Refreshing as a river dip on a hot day, but also mildly melancholic, as though perhaps it is the last swim of the summer, Guillaume Brac’s wise, witty “À l’abordage” is an optimistic portrait of gentle disappointment, the kind a youthful generation has to experience before growing up a little bit. It’s also a delightful showcase for the talents of its diverse, fresh-faced cast, whose own stories and experiences contributed to Brac and co-screenwriter Catherine Paillé’s loose-limbed narrative. That improvisational approach lends “À l’abordage” an amiably meandering rhythm while still bringing its breezy journey to a close with everyone in a subtly but profoundly different place to where they started.
The title, which translates somewhere between “All aboard!” and “Attack!”, was supposedly the battle-cry of French pirates when they drew up alongside an enemy ship. Not that there’s any bloodthirstiness here; instead the words conjure up a kids’ game of make-believe, as though these attractive, benignly muddled twentysomethings are play-acting their bravado as surely as kids sporting plastic eyepatches waving cardboard cutlasses around.
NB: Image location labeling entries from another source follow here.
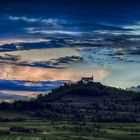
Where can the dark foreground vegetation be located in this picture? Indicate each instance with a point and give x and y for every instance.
(82, 102)
(74, 112)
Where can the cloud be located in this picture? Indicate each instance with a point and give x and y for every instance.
(30, 86)
(66, 60)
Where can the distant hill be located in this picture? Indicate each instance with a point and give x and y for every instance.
(82, 102)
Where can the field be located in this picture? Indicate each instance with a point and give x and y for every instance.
(72, 131)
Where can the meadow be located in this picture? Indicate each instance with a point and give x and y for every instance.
(71, 131)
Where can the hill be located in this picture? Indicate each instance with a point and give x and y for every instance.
(92, 102)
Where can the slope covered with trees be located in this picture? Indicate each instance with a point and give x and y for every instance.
(82, 102)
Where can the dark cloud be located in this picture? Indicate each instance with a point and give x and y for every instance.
(52, 63)
(66, 60)
(15, 85)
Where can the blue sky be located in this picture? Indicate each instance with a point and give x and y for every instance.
(64, 40)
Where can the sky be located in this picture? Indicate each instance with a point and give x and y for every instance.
(53, 41)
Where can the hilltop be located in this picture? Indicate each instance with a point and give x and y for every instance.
(82, 102)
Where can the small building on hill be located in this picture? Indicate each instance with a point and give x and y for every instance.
(87, 79)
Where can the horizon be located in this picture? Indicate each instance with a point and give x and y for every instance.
(50, 41)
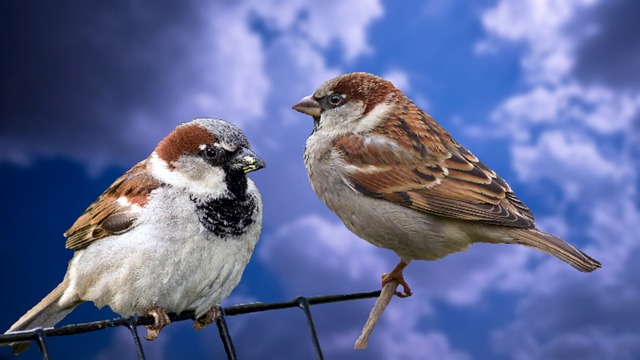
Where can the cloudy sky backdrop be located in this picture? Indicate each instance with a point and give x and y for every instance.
(545, 92)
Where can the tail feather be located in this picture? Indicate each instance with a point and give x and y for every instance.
(46, 313)
(557, 247)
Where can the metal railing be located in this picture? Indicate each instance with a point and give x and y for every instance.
(40, 335)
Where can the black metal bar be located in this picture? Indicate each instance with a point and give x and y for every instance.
(42, 343)
(132, 324)
(303, 303)
(39, 335)
(225, 336)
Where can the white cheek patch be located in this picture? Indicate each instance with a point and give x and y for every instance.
(209, 182)
(124, 202)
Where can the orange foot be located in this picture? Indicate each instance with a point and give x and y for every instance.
(210, 316)
(396, 275)
(161, 320)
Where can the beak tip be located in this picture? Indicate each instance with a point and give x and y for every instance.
(309, 106)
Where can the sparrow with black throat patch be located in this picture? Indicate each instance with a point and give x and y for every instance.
(400, 181)
(173, 233)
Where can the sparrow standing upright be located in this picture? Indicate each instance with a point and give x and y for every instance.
(400, 181)
(173, 233)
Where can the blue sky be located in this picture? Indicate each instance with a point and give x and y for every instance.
(546, 93)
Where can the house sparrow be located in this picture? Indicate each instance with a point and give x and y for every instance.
(400, 181)
(173, 233)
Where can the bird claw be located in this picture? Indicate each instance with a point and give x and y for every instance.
(161, 319)
(396, 275)
(210, 316)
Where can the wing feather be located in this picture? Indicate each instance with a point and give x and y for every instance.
(426, 176)
(116, 210)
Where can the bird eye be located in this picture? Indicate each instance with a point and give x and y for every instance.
(213, 153)
(209, 151)
(336, 100)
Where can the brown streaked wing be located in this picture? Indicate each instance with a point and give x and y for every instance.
(457, 186)
(106, 216)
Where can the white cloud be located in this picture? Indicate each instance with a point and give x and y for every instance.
(579, 138)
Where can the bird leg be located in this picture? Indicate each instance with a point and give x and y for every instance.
(210, 316)
(161, 319)
(396, 274)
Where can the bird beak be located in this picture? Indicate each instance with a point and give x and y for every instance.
(247, 161)
(308, 105)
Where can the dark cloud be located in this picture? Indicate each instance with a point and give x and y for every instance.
(611, 55)
(76, 77)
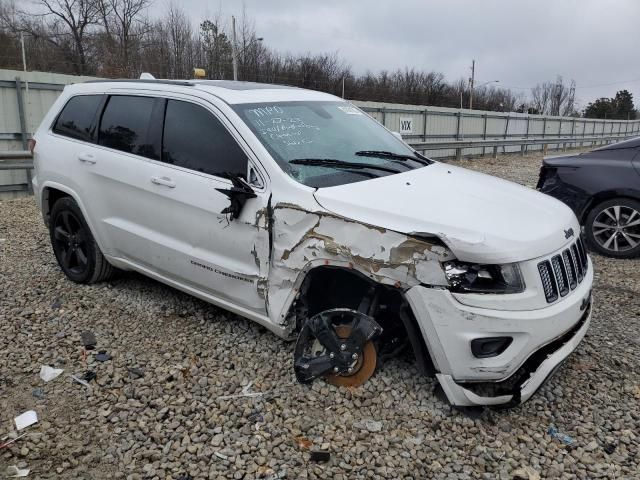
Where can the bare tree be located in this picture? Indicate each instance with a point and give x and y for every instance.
(554, 98)
(124, 24)
(66, 25)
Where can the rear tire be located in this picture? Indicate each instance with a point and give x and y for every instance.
(612, 228)
(73, 244)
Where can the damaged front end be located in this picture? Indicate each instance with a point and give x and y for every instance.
(341, 284)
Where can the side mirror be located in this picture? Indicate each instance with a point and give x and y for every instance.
(238, 195)
(254, 178)
(398, 136)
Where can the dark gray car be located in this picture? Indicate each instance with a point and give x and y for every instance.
(603, 189)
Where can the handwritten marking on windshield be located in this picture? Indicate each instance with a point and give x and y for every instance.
(288, 130)
(266, 111)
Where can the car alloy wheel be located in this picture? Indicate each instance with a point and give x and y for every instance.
(617, 228)
(70, 242)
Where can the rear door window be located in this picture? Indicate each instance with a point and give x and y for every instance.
(193, 138)
(77, 117)
(126, 125)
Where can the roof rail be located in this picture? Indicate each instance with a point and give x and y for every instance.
(138, 80)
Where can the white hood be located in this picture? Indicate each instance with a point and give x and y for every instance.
(480, 218)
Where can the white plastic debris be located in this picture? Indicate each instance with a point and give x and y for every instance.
(26, 419)
(245, 393)
(80, 381)
(14, 472)
(368, 424)
(221, 456)
(48, 373)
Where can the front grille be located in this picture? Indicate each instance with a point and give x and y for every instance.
(563, 272)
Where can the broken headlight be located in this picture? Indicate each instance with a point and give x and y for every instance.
(477, 278)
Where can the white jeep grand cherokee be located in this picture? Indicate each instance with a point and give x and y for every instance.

Felix (Éric Nantchouang) is a black Parisian student working his way through college as a carer for the elderly. In the film’s vibrant opening (Alan Guichaoua’s airy, exuberant cinematography is a pleasure throughout), he saunters down to an open-air dance party beside the Seine where he meets pretty, white Alma (Asma Messaoudene) with whom he spends a blissful night canoodling in a nearby park. She rushes off to catch her train in the morning, but Felix hatches a plan to go visit her, uninvited, in the picturesque South of France village where she is vacationing with her family.
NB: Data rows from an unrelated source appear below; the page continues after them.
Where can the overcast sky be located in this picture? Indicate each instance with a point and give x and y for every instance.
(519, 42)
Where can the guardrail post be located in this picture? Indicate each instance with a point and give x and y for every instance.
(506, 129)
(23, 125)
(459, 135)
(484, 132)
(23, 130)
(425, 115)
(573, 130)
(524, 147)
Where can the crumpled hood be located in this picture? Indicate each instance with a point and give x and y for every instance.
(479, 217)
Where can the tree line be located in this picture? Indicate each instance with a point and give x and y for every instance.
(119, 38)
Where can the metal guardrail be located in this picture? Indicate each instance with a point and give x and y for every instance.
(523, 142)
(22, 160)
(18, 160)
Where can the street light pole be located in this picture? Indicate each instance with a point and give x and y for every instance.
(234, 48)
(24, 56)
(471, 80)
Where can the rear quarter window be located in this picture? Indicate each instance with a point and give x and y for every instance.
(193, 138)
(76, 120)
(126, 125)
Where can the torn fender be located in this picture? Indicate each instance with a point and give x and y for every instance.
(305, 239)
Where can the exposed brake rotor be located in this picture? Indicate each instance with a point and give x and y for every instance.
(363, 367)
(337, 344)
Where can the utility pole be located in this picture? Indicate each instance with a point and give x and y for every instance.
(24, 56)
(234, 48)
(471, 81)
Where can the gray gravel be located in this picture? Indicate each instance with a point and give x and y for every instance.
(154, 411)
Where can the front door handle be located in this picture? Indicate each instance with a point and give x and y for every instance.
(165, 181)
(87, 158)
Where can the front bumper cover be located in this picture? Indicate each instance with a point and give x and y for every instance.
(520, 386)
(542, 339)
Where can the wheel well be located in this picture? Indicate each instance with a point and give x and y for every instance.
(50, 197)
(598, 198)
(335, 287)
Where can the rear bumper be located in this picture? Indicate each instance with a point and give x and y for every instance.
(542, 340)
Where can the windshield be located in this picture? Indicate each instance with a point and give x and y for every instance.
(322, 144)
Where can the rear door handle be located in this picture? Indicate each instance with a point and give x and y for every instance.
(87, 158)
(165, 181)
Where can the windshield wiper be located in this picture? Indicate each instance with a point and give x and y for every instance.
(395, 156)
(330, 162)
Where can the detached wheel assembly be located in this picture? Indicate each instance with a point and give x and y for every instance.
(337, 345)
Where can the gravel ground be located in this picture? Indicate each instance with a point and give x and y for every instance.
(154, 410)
He enlists a first mate, his best friend Chérif (a lovely, soft and thoughtful turn from Salif Cissé) who, despite misgivings, reluctantly dunks out of his part time supermarket job to join Felix for the trip. Low on cash (they’re traveling with borrowed tents and camping gear) they have signed up for a rideshare — much to the annoyance of their driver, gawky mama’s boy Édouard (Édouard Sulpice), who was expecting two girls. This motley crew of three bicker the whole way there — with the outgoing Felix picking on Édouard’s neuroses while Chérif acts as mediator — whereupon the car breaks down, stranding Édouard with the two friends at a tatty campsite on the outskirts of Alma’s town.
Needless to say, Alma — whom we discover to be a bit of a brat — interprets Felix’s grand romantic gesture as creepy, which is quite the blow to his braggadocio. Meanwhile at the campsite, Chérif gets close to attractive young mother Helena (Ana Blagojevic), while Édouard, who literally sleeps wrapped in the curtains he was due to deliver to his overbearing mother, starts to snip through the apron strings a little, as he bonds with the other two despite himself.
Like Brac’s previous fiction features (he also works in documentary), “À l’abordage” is loosely in the Rohmerian relationship comedy-drama tradition, only here, it’s updated for the 21st century and aged-down to reflect the vanguard of France’s Generation Z. Like Rohmer, Brac displays genuine fondness for his characters, even when they’re being less than likable, but like Rohmer, he doesn’t let them entirely off the hook. There is some kind-hearted satire here, showing Brac’s keen, wry eye for the inherent silliness of the masculine one-upmanship that underpins this endearingly un-macho trio.
There are amusing episodes of thwarted rivalry when Felix goes canyoning with Alma’s friends, or when he bike-races cycling enthusiast Édouard to the top of a hill. And there are truthful little nuggets of wisdom in the arguments Felix has with Chérif, like when he accuses him of crushing on Helena as part of an ongoing pattern of befriending unavailable women to spare himself potential rejection. So although the film is told from a male point of view, and its female characters are secondary, the unreconstructed, ’90s teen sex comedy vibe of the initial set-up soon gives way to a much more honest, modest, modern vision of cherchez la femme.
But then the film wears all its issues and opinions lightly, letting its characters primarily be who they are, not what they represent. This is especially novel in terms of a racial aspect that is neither willfully ignored nor forcibly foregrounded. Chérif and Felix’s blackness does not occasion any outright racism, but their sheer incongruity in the otherwise blindingly white environs of a French countryside vacation spot is unmistakable. It adds a plangent, contemporary note to a classic story that is all about trying to work where you are welcome and where you can belong, and discovering, with some bemusement, that the treasure was aboard your own ship all along.